Strategy to develop a system for Cyber Emergency Response on the Internet
All the events that occur in the field of security, for example vulnerabilities, compromises from live, various identification of attacks or analysis of the cause of the event, take as a basis and starting point the Flow of information.
Information flow control
This process or cycle completely defines the whole model, the way of functioning and operation of different systems, services, and infrastructures. In case of reaction during cyber emergency situations, it is preferable that to find the person responsible or to come to the solution and then apply it to get out of this situation, it is preferable to use logic as a control over the entire flow of information. And we will automatically understand where there has been disconnection deviation or copy of communication in this case on information flow.
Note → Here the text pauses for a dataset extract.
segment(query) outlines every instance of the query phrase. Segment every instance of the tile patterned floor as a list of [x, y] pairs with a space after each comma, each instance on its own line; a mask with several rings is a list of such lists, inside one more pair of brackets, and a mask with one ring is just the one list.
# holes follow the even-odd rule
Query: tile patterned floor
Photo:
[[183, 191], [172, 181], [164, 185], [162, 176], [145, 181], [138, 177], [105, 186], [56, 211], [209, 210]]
All models of the development cycle of systems (SDLC) and applications provide and consider the flow of information in the context of adapting and meeting the requirements of the client or user.
Legal countermeasures are divided into two categories, presented as follows:
- Incident prevention and
- Response or reaction to the incident
If we start with the legal countermeasures for the prevention of the incident, we will first conduct a general assessment of the vulnerability that would produce certain actions in the infrastructure as a countermeasure of prevention, i.e. the fulfillment of patching for all users, removing malicious code, removing vulnerabilities from operators of the system. Second, the banning or blocking of misused systems by identifying and removing misused channels and websites abroad. Third, and an important process is the return or restoration of a reliable website, the provision of information and appropriate treatment is required. Continuing further, we reach the legal countermeasures for answer or response to the incident, and it always starts with the announcement of the incident that starts the organization of the professional research group. Second, cause analysis and data dissemination to investigate the potential causes that led to the incident and data storage. Third and most important is the management or treatment of an incident involving the restriction of access, the anticipation of incidents and warning systems.
The role of everyone in an Internet environment is important from the end users, internet service providers, government agencies, etc. For the internet environment to be as secure as possible, the cooperation and commitment of all these parties is necessary, to prevent the threats that are being made to this communication space such as the Internet. As a result of this cooperation, the level of security of the country’s critical infrastructure would be improved.
The end user may be a victim or attacker at the same time, therefore greater commitment is required in their education for safe use of the internet and exceptional care in the face of the risks that arise. Agencies can make their contribution through the development of information analysis, the requirement to disable access to certain suspicious locations, the development and distribution of training programs, the provision of forecasting and warning systems is mandatory.